Marrow cell transplantation for infantile hypophosphatasia.

Michael P Whyte1, Joanne Kurtzberg, William H McAlister, Steven Mumm, Michelle N Podgornik, Stephen P Coburn, Lawrence M Ryan, Cindy R Miller, Gary S Gottesman, Alan K Smith, Judy Douville, Barbara Waters-Pick, R Douglas Armstrong, Paul L Martin.   

Abstract

An 8-month-old girl who seemed certain to die from the infantile form of hypophosphatasia, an inborn error of metabolism characterized by deficient activity of the tissue-nonspecific isoenzyme of alkaline phosphatase (TNSALP), underwent the first trial of bone marrow cell transplantation for this heritable type of rickets. After cytoreduction, she was given T-cell-depleted, haplo-identical marrow from her healthy sister. Chimerism in peripheral blood and bone marrow became 100% donor.
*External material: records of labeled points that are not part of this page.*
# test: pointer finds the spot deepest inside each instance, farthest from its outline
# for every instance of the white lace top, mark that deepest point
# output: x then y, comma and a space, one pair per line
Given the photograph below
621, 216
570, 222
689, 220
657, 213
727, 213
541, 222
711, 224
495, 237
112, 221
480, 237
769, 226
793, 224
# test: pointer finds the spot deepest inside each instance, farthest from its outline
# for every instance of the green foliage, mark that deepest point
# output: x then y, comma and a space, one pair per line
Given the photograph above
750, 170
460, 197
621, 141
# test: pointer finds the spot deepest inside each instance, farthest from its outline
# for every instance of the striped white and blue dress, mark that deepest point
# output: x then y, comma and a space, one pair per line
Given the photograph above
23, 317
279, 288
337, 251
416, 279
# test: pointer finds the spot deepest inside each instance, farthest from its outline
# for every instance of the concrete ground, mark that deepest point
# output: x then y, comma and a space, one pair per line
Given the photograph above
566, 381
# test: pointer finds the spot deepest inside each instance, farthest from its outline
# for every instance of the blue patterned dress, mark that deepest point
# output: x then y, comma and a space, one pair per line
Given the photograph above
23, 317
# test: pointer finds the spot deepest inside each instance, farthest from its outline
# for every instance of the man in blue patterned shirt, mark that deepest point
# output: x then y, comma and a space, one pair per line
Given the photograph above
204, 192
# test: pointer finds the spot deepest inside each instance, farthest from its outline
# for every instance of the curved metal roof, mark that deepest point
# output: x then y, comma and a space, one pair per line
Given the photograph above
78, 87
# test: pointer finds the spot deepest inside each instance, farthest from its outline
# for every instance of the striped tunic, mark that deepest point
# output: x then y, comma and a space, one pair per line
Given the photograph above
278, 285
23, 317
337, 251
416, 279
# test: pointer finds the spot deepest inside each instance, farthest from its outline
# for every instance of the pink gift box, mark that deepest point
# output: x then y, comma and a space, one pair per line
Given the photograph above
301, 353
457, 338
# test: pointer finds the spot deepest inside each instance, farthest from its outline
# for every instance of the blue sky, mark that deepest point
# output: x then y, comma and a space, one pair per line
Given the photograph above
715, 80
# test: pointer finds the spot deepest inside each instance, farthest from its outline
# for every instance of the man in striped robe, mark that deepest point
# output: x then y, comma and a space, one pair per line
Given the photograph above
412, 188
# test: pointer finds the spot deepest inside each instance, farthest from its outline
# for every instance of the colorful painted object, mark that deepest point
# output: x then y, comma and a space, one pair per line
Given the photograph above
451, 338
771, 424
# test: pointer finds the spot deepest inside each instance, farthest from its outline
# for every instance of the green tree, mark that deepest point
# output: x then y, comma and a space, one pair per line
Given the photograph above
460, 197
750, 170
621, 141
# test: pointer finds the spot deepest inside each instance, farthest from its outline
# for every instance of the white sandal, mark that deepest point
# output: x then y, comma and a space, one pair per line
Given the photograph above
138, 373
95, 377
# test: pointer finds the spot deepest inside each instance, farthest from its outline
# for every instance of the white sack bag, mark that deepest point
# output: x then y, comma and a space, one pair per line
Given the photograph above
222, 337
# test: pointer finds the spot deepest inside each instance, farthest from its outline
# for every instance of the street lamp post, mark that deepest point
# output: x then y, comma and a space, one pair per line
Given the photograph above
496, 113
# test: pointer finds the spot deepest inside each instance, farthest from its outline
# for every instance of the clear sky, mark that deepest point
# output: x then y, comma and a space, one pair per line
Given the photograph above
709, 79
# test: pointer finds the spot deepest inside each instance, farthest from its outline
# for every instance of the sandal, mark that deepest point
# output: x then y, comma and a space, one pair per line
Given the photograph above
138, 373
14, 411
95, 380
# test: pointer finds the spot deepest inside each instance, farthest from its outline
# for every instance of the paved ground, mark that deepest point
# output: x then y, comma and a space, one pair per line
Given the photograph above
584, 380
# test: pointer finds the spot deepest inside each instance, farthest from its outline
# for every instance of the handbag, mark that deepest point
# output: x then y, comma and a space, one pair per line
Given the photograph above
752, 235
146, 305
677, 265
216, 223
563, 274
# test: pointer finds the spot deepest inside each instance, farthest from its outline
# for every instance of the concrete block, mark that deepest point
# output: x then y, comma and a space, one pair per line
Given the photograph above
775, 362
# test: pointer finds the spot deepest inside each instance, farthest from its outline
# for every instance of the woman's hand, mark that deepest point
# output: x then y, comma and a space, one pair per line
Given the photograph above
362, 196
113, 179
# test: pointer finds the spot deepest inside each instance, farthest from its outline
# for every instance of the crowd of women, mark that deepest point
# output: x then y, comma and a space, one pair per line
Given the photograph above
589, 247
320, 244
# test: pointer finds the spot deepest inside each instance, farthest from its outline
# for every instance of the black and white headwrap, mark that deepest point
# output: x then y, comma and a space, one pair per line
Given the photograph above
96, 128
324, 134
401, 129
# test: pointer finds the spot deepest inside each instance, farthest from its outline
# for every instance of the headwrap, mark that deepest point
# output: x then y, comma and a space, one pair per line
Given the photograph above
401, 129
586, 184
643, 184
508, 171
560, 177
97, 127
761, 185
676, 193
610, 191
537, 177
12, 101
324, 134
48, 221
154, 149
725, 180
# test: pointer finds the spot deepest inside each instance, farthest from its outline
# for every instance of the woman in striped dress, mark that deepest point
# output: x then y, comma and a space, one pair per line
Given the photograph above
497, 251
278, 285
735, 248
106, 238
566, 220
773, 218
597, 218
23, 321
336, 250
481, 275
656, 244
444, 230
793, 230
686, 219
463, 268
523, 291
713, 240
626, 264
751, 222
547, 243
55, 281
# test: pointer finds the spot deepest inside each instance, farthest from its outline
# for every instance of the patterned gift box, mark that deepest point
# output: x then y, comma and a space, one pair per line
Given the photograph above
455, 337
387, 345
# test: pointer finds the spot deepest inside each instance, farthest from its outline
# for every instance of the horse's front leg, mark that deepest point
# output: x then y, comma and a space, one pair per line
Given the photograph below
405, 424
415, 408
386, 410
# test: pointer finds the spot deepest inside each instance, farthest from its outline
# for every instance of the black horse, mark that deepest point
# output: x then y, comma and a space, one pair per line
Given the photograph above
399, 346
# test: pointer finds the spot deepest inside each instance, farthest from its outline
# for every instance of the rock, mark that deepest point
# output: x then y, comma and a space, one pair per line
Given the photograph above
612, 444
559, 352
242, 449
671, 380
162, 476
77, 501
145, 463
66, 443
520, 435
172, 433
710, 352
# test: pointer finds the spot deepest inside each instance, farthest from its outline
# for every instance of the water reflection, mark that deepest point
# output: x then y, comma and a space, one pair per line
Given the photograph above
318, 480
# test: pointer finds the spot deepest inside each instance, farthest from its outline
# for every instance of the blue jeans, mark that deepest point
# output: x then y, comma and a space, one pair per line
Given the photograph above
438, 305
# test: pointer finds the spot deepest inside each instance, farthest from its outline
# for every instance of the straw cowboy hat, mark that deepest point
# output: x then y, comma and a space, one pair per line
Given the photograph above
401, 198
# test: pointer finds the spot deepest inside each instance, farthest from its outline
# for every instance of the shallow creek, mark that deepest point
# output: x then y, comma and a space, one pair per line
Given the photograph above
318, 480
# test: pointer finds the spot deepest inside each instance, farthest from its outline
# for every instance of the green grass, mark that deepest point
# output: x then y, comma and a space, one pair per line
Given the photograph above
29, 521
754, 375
Three months later, she was clinically improved, with considerable healing of rickets and generalized skeletal remineralization. However, 6 months post-transplantation, worsening skeletal disease recurred, with partial return of host hematopoiesis. At the age of 21 months, without additional chemotherapy or immunosuppressive treatment, she received a boost of donor marrow cells expanded ex vivo to enrich for stromal cells. Significant, prolonged clinical and radiographic improvement followed soon after. Nevertheless, biochemical features of hypophosphatasia have remained unchanged to date. Skeletal biopsy specimens were not performed. Now, at 6 years of age, she is intelligent and ambulatory but remains small. Among several hypotheses for our patient's survival and progress, the most plausible seems to be the transient and long-term engraftment of sufficient numbers of donor marrow mesenchymal cells, forming functional osteoblasts and perhaps chondrocytes, to ameliorate her skeletal disease.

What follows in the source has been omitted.